Working From Home: The WPA Card Catalog
Much of our work at the Indiana Archives and Records Administration requires access to original state records, and can’t be done from home. Tasks like repairing Civil War documents, researching historic mental health records, digitizing documents, and accessioning new transfers to the Archives will have to wait until we can return. Our Imaging Lab also uses specialized equipment that can’t exactly be installed in someone’s home office.
It’s disappointing to put these functions on hold, but we are also trying to seize this opportunity to complete long-awaited projects. One of the first things to come to mind was transcribing the WPA Card Index.
The WPA Card index is a collection of over 400,000 cards which point to individual name entries in the Indiana Archives’ collection. The card index was created using Works Progress Administration (WPA) labor. Indexing began in December 1936 and was completed in late summer of 1938.
The WPA workers went through all of the records in the custody of the Archives at the time, dated 1850 and earlier, and created a card for every name they found. For example, they went through each Supreme Court Order Book and created a card each time they saw a personal name on the page. The cards are color-coded and use alpha-numeric codes to point back to the correct book and page. Some of the records they indexed include Supreme and Territorial Court records, land records, Auditor of State records documenting the creation of the canals and railroads, and military records.

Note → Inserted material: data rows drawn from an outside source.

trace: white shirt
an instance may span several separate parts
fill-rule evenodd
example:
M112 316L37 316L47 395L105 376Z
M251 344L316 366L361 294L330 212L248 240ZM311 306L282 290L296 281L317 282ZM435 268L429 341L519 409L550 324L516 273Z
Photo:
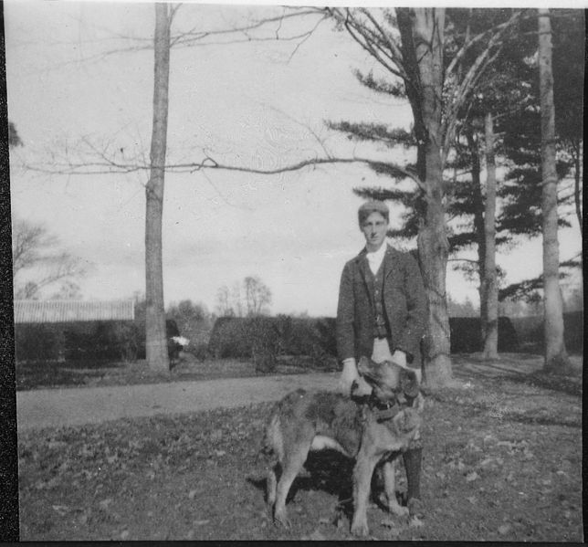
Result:
M372 270L372 273L373 275L378 273L378 269L380 269L380 266L382 266L382 262L383 261L383 257L386 254L387 247L388 246L384 241L377 251L373 251L373 252L368 251L368 253L366 254L368 264L370 265L370 269Z

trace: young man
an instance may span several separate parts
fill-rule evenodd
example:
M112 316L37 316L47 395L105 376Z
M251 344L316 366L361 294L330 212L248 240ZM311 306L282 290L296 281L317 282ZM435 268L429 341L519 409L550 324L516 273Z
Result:
M421 380L420 343L426 325L426 295L415 258L386 243L389 210L381 201L364 203L358 211L365 247L343 268L337 308L337 352L343 363L340 389L349 394L365 355L377 363L392 361L411 368ZM418 437L418 436L417 436ZM420 437L404 453L408 508L420 510Z

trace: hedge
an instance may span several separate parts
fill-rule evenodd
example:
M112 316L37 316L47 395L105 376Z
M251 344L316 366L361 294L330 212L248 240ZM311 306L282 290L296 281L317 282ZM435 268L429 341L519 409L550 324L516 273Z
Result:
M176 357L180 334L175 321L167 320L168 353ZM145 358L145 329L139 321L75 321L15 325L16 362L136 361Z

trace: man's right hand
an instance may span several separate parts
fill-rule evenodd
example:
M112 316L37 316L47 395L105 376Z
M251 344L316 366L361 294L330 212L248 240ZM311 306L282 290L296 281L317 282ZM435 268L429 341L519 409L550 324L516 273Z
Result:
M344 395L354 397L369 395L372 393L372 386L360 376L355 359L352 357L343 360L343 372L339 378L339 392Z
M352 391L352 384L360 377L357 372L357 364L355 359L350 357L343 360L343 371L339 378L338 391L339 393L349 395Z

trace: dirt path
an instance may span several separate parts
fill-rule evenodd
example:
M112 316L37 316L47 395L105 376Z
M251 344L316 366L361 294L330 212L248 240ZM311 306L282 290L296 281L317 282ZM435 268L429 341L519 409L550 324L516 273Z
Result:
M332 389L336 376L327 373L17 392L17 424L22 431L242 406L278 400L299 387Z
M582 367L582 358L574 357ZM456 384L476 378L523 379L541 370L536 355L504 354L485 363L474 355L455 355ZM96 424L122 417L183 414L277 401L299 387L334 389L337 373L197 380L163 384L39 389L16 393L19 430ZM582 384L582 376L572 382ZM549 384L549 383L548 383ZM544 387L551 387L544 385Z

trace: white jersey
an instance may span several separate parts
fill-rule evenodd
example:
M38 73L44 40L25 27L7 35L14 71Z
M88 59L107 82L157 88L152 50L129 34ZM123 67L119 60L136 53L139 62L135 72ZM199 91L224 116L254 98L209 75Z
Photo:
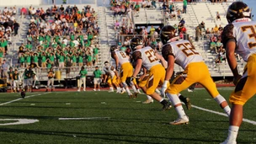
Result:
M256 22L233 22L232 34L237 40L236 52L247 61L252 54L256 53Z
M114 51L118 57L118 61L120 65L124 63L130 62L129 56L126 56L126 53L123 51Z
M135 61L142 59L142 66L147 71L150 71L152 67L161 64L155 54L155 51L150 46L135 51L132 54L132 58Z
M191 62L204 61L203 57L189 40L179 40L166 44L163 47L162 55L167 60L167 56L173 55L175 63L185 69Z

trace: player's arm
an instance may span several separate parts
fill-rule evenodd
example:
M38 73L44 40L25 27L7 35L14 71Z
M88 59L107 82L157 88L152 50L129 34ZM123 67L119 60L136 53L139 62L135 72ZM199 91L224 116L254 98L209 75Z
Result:
M132 77L136 77L138 75L138 73L140 72L141 65L142 65L142 57L141 57L141 51L133 52L132 57L134 58L134 60L136 61L136 67L133 72Z
M166 69L164 81L169 81L173 76L174 69L174 56L173 55L168 56L168 65Z
M237 84L241 75L239 75L237 70L237 62L235 56L235 50L237 47L237 41L233 36L233 24L228 24L224 28L221 35L221 40L223 46L226 48L226 57L229 65L229 67L234 76L234 84Z
M161 61L162 65L163 66L163 67L166 68L167 67L167 62L164 60L164 58L161 55L159 55L157 52L156 52L156 56L157 57L157 59L160 60L160 61Z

The WPA Card Index lives in a large card catalog in the Archives’ stacks area. Our archivists use it for research, but with over 400,000 cards, it isn’t exactly browseable. Currently, the card index is most useful for researching known names. For example, we can open the “B” drawer and quickly find over 40 references to John Badollet, one of Indiana’s founding fathers. Badollet’s name (spelled five different ways!) was indexed in Territorial Court records, Supreme Court records, land records, and Auditor records.
Once we’ve transcribed the index, it will be much easier for our patrons to see if their ancestors or research subjects are included in the index. The index is especially useful for locating Native American names, which often varied in spelling, depending on the clerk who wrote the document, and were written phonetically. The Auditor records name many Native American as well as early settlers who may not have completed land purchases and do not appear in any other index.